Microcontoller and logic schematic
Power supply and relay schematic
The simplistic front panel UI

Software Design

The software is simplicity itself. It is basiclly a simple state machine, with defined and timed moves between states.
The state diagram is shown left.
Two state variables are maintained, which hold the key to moving between states:

enum {rx_state,pa_state, ptt_state} Current_State, Next_State;

Once these states are defined, all that is then needed is a big switch statement, and some extra logic to decode optional settings. A simple millisecond timer is used as the master clock to derive all other timings for state transitions, key debounce reads etc.

The most interesting aspect of the software design turned out to be the switch debouncing. I spent quite a lot of time on this, as I wanted to come up with something which is simple, would work well and be useful in other projects.

I ended up using a variation of a "vertical stack counter" for my switch debounce.
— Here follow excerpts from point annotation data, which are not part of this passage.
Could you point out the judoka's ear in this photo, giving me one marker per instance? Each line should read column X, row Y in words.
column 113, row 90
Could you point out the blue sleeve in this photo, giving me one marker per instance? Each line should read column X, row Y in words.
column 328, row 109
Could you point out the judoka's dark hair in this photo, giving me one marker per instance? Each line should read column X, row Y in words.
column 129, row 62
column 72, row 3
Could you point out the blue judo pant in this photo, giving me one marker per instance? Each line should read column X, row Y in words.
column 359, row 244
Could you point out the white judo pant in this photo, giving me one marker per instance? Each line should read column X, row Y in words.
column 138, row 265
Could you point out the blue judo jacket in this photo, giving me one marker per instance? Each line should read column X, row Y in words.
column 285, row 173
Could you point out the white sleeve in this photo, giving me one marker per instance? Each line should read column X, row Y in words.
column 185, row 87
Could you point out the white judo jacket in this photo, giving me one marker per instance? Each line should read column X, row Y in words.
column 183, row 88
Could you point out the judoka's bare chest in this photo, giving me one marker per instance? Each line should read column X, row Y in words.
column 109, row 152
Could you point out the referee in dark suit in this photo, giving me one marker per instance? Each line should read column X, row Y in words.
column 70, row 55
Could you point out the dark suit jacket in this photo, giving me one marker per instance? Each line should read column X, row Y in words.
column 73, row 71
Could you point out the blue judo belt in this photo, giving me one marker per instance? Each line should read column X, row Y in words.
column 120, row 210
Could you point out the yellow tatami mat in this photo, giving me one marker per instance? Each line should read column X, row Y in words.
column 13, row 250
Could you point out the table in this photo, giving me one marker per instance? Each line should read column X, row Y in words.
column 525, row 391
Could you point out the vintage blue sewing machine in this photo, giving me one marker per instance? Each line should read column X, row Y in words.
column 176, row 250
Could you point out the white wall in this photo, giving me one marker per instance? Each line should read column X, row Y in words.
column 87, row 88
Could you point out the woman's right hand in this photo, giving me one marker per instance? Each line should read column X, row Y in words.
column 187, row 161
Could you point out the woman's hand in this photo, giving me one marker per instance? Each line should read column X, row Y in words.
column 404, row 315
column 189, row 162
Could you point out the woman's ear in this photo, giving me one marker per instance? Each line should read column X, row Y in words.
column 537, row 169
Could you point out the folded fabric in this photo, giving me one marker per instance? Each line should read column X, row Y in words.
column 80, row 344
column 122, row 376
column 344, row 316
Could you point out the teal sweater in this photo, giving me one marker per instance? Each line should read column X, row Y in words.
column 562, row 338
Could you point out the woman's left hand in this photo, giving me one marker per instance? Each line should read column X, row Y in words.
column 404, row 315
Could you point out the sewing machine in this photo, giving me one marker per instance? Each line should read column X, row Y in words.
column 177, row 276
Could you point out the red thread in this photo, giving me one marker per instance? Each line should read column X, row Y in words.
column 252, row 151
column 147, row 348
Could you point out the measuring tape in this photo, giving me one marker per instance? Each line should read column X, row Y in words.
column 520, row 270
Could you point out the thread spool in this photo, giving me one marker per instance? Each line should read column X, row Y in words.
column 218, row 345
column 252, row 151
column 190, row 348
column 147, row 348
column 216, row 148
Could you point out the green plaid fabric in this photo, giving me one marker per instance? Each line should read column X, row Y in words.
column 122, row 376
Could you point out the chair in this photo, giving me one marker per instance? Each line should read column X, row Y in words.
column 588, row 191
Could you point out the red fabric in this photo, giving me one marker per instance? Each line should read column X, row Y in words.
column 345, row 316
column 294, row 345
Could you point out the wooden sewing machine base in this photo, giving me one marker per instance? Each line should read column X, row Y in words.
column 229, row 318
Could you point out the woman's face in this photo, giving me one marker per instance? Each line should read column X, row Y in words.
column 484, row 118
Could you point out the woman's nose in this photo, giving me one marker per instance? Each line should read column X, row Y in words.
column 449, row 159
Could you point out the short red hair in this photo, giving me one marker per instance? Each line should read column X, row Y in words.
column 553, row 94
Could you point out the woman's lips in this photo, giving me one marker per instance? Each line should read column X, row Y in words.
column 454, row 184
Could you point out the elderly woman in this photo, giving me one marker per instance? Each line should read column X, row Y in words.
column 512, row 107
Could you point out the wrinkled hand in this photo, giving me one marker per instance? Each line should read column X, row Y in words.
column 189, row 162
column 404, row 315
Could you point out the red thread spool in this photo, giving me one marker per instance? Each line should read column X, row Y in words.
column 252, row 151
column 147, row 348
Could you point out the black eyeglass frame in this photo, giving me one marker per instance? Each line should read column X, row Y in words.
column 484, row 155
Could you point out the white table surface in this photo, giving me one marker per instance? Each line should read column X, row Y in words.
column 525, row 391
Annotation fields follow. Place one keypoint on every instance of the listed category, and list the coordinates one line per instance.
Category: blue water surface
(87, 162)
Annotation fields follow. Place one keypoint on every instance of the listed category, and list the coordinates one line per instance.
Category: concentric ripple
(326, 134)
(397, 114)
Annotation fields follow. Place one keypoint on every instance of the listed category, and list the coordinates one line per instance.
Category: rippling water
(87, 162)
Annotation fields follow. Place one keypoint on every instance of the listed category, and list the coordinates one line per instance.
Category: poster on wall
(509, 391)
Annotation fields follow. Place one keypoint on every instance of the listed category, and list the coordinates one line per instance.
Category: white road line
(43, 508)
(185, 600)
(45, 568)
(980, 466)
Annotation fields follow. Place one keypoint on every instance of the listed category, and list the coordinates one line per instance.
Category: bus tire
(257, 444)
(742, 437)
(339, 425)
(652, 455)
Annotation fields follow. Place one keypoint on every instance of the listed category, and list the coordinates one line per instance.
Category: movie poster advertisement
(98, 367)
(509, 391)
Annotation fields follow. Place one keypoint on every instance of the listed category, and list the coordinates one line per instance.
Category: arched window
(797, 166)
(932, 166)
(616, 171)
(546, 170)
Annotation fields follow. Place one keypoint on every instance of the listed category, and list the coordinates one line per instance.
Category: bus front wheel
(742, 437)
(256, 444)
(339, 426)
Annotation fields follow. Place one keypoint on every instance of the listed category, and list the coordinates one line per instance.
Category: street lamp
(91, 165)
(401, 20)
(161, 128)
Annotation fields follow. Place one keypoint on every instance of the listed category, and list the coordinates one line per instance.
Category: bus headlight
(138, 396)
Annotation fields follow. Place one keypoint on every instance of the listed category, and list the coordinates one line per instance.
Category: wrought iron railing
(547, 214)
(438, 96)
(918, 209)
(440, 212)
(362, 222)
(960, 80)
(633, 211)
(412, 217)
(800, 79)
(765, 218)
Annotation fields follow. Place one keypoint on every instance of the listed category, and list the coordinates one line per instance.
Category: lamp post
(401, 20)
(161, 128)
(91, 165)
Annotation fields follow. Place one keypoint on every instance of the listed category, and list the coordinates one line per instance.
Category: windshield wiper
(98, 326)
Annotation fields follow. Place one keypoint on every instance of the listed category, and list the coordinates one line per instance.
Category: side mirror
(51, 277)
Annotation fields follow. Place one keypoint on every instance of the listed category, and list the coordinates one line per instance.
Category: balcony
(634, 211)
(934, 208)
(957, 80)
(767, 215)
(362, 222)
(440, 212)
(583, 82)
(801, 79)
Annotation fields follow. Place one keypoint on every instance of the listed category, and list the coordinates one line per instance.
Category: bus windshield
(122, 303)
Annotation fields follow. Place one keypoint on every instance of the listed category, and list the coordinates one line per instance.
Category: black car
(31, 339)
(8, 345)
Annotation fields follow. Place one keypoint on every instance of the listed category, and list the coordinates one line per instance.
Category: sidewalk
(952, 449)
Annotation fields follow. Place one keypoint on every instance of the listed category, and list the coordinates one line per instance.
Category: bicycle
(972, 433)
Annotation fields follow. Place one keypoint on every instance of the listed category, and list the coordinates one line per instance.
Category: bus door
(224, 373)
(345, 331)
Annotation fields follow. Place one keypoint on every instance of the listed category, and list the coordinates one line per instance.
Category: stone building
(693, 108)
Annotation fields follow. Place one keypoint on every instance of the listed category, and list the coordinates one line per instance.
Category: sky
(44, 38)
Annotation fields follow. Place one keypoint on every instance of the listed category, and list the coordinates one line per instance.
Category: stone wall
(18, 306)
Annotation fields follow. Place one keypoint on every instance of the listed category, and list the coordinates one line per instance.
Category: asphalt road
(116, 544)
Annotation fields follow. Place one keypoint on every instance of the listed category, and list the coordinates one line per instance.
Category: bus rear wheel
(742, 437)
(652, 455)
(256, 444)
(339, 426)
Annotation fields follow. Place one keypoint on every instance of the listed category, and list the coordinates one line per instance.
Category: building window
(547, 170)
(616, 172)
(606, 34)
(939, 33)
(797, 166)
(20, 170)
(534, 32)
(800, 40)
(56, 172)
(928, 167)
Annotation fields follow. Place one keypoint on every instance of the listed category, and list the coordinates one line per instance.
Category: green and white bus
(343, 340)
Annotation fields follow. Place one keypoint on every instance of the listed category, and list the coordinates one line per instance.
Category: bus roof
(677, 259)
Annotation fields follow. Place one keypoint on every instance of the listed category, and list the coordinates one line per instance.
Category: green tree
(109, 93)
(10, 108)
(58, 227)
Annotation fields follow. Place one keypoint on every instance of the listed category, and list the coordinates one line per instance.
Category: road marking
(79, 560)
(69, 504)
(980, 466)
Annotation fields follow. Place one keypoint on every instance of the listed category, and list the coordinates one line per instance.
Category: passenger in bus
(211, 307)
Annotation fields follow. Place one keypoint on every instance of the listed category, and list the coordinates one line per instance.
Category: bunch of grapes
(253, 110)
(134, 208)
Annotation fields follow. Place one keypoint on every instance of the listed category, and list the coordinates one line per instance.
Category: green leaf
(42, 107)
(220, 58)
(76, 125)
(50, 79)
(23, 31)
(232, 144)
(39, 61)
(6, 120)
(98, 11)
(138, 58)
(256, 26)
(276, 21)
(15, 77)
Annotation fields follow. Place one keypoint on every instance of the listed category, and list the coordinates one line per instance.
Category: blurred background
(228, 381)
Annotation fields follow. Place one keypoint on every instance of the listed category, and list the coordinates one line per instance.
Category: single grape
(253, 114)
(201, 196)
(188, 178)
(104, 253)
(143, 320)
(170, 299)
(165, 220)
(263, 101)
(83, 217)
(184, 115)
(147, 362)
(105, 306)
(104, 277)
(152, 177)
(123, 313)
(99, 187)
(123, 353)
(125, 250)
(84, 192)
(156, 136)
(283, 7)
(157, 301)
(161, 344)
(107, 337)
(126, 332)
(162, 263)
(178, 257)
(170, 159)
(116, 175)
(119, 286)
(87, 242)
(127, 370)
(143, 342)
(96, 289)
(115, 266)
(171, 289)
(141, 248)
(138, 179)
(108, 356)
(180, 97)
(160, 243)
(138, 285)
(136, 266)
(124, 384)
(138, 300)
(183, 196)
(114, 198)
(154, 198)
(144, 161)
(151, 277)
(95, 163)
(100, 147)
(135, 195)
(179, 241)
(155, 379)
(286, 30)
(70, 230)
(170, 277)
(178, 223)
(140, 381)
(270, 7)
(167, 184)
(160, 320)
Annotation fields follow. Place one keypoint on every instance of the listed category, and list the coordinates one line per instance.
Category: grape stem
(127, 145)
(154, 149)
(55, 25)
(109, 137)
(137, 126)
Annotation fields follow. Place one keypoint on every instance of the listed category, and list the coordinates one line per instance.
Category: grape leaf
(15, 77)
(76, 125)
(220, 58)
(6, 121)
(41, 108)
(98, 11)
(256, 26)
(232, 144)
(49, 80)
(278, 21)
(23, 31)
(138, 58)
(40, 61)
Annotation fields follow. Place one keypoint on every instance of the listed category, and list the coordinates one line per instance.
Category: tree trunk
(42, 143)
It effectively uses 2 bytes to debounce upto 8 inputs, by adding them "vertically". So 2 8-bit bytes become 8 2-bit variables.

Some of the nifty features of this approach are:

  • Debounce up to 8 keys simultaenously.
  • Very small code footprint.
  • No timers are tied up for debouncing.
  • Debounced state is static.
  • Debounced keys may be read individually or in a group.
  • Sustained "key down" events may be read without affecting the debounced state.

The idea is to call DebounceInputs() every so often, which builds up a byte of DebouncedKeys. The debounced keys may be read at any time by calling GetInputs(key_mask), where key_mask is the key that you wish to read.

					
//------------------------------------------------------
//	Debounce inputs
//------------------------------------------------------
void DebounceInputs(void){
    static uint8_t Count0 = 0xFF, Count1 = 0xFF;	// 8 * 2bit counters
    uint8_t i;

    i = ~PINA^DebouncedKeyState;			// read keys (low active)
    Count0 = ~( Count0 & i );			        // reset or count Count0
    Count1 = Count0 ^ (Count1 & i);			// reset or count Countt1
    i &= Count0 & Count1;				// count until roll over?
    DebouncedKeyState ^= i;				// then toggle debounced state
    DebouncedKeys |= DebouncedKeyState & i;		// 0->1: key press detect
}


//------------------------------------------------------
//	Read Key inputs
//------------------------------------------------------
unsigned char GetInputs(unsigned char key_mask){
ATOMIC_BLOCK(ATOMIC_FORCEON){				// read and clear atomic !
    key_mask &= DebouncedKeys;				// read key(s)
    DebouncedKeys ^= key_mask;				// clear key(s)
}
return key_mask;
}

A Sustained keypress may be read simply by looking at its current state and comparing it with its state in DebouncedKeys, to ensure it has stopped bouncing:


//------------------------------------------------------
//	Read PTT input
//------------------------------------------------------
void GetPTT(void){	
    if((portNr(PTTin) & DebouncedKeys) && (!portbitInputStatus(PTTin))){
        flag.PTT_asserted = 1;
    }
    if((portNr(PTTin) & DebouncedKeys) && (portbitInputStatus(PTTin))){
        flag.PTT_asserted = 0;
    }
}

Another fun project which has now been working well for years, without missing a beat and (most importantly) without destroying any more low noise preamplifier FETs!